I saw Bryan Lunduke's revised why Linux sucks talk, which was interesting, particularly to see what he'd changed from the previous version. He's still pushing some things that are simply not going to happen - like wholesale adoption of either .deb or .rpm by the whole world - but hey, we all have our windmills. I caught up with him quickly after his talk, which was cool. It was interesting when he did an impromptu distribution straw poll in the middle of the talk - in a room of about 40 people, at least half of the hands went up for Ubuntu. For Fedora? One, and that was me. Biased sample set and blah blah blah, but still interesting, and feeds into some things I've been thinking about for a while. Of course, the attendance for the 'What's New In Fedora' talk (and the popularity of our booth) shows there's still good solid general interest in Fedora out there.
I sadly missed Joe Brockmeier's talk on marketing F/OSS projects as I was giving the Fedora 15 talk at the same time, but I managed to catch up with Joe at the end of the conference and we went out for dinner with a great group including Jakob Perry, a Drupal developer (this is not hard to figure out, as the license plate on his car is DRUPAL) who is one of the main LFNW organizers. It was interesting to get Joe's take on what the Attachmate takeover means for SUSE.
On Sunday afternoon I saw Jesse give his talk on using Eclipse as an end-to-end Python development and debugging environment, which even for someone who only plays a coder on TV was fascinating - I kept meaning to leave and check out some other talks in the second half, but he wouldn't stop saying interesting things and showing off really cool features, damn him. The audience was pretty large and seemed really interested in a lot of the stuff he showed off.
I managed to get the hotel to put the Canucks game on the lobby TV on Saturday night. There was a local high school prom happening in the hotel that evening, and by the third period a good dozen of the guys attending the prom were clustered around the TV with me.

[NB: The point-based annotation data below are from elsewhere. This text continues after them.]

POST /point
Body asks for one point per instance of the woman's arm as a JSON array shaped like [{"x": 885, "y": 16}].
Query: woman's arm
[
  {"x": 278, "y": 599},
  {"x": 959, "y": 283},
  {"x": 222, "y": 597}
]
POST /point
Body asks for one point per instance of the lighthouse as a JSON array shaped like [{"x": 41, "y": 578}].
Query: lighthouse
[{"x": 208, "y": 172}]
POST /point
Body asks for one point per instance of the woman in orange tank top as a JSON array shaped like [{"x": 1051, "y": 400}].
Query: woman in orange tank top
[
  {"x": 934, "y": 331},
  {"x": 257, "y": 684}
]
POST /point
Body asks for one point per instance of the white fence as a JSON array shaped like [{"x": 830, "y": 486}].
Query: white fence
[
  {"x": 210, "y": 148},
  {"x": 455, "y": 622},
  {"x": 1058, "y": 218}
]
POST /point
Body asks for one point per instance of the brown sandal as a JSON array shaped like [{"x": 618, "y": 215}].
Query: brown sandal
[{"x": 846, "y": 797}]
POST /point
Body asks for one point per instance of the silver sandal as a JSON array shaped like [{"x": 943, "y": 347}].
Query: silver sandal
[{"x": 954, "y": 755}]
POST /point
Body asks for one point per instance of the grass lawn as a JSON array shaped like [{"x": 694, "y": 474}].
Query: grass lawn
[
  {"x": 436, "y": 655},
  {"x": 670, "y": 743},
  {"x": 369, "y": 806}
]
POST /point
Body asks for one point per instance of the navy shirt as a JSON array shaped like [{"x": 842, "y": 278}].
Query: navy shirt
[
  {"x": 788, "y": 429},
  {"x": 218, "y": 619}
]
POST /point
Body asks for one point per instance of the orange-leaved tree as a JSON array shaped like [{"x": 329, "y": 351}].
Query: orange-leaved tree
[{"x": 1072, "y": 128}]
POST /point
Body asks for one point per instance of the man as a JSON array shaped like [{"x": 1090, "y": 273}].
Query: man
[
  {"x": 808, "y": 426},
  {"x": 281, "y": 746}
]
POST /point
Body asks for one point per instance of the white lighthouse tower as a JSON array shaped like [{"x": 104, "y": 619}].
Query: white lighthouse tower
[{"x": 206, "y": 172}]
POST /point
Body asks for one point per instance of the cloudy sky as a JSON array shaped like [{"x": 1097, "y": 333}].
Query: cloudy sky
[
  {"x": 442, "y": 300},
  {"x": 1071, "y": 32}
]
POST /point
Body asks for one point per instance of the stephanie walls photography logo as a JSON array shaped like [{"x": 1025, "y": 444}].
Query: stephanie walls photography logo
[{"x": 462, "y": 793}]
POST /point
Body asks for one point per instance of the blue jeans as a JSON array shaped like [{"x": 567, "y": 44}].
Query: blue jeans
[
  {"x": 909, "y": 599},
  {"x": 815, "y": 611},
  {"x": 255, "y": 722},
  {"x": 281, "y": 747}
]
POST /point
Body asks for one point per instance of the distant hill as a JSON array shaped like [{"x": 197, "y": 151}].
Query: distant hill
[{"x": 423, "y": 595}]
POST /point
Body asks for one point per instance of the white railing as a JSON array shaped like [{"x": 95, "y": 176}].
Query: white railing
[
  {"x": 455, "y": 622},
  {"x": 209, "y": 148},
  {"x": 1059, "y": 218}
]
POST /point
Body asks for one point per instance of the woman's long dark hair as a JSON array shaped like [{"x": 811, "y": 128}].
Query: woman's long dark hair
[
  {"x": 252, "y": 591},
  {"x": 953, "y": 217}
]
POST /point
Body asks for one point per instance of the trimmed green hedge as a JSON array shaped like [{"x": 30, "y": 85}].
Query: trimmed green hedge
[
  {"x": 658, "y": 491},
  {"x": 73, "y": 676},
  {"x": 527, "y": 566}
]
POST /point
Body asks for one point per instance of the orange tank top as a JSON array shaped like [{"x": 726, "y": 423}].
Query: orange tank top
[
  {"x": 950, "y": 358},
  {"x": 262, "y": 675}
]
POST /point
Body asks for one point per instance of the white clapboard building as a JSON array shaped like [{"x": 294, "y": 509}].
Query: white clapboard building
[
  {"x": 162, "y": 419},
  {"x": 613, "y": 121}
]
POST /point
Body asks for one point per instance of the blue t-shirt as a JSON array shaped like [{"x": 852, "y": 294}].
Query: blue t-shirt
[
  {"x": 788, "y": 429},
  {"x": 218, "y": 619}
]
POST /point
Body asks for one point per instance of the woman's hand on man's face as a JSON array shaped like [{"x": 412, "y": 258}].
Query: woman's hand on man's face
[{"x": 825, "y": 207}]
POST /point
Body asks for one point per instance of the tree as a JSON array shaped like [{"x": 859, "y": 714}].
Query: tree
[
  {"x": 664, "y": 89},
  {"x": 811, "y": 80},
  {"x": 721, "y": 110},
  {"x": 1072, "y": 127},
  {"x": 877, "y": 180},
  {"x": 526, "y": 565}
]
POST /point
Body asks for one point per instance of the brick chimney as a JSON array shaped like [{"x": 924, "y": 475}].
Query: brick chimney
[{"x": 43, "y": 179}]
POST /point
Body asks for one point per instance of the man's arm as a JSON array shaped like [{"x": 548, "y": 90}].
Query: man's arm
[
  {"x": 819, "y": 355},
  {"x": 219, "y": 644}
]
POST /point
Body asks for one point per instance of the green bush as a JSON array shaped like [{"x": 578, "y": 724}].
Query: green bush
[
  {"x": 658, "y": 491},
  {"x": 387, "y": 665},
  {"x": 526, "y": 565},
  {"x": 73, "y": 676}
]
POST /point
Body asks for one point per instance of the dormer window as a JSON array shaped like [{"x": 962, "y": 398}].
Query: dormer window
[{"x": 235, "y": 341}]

Their dates were not best pleased. I think I've caused a serious ripple in the smooth functioning of small town Washington society!
It was a great weekend and lots of fun meeting new people (including Jesse's insane and deeply inappropriate ruddering friends), apologies to anyone or anything I missed out. I'm looking forward to next year's already. Sorry, no pictures - I've lost my compact camera and didn't feel like hauling my DSLR down there. I'm sure others will have them, though.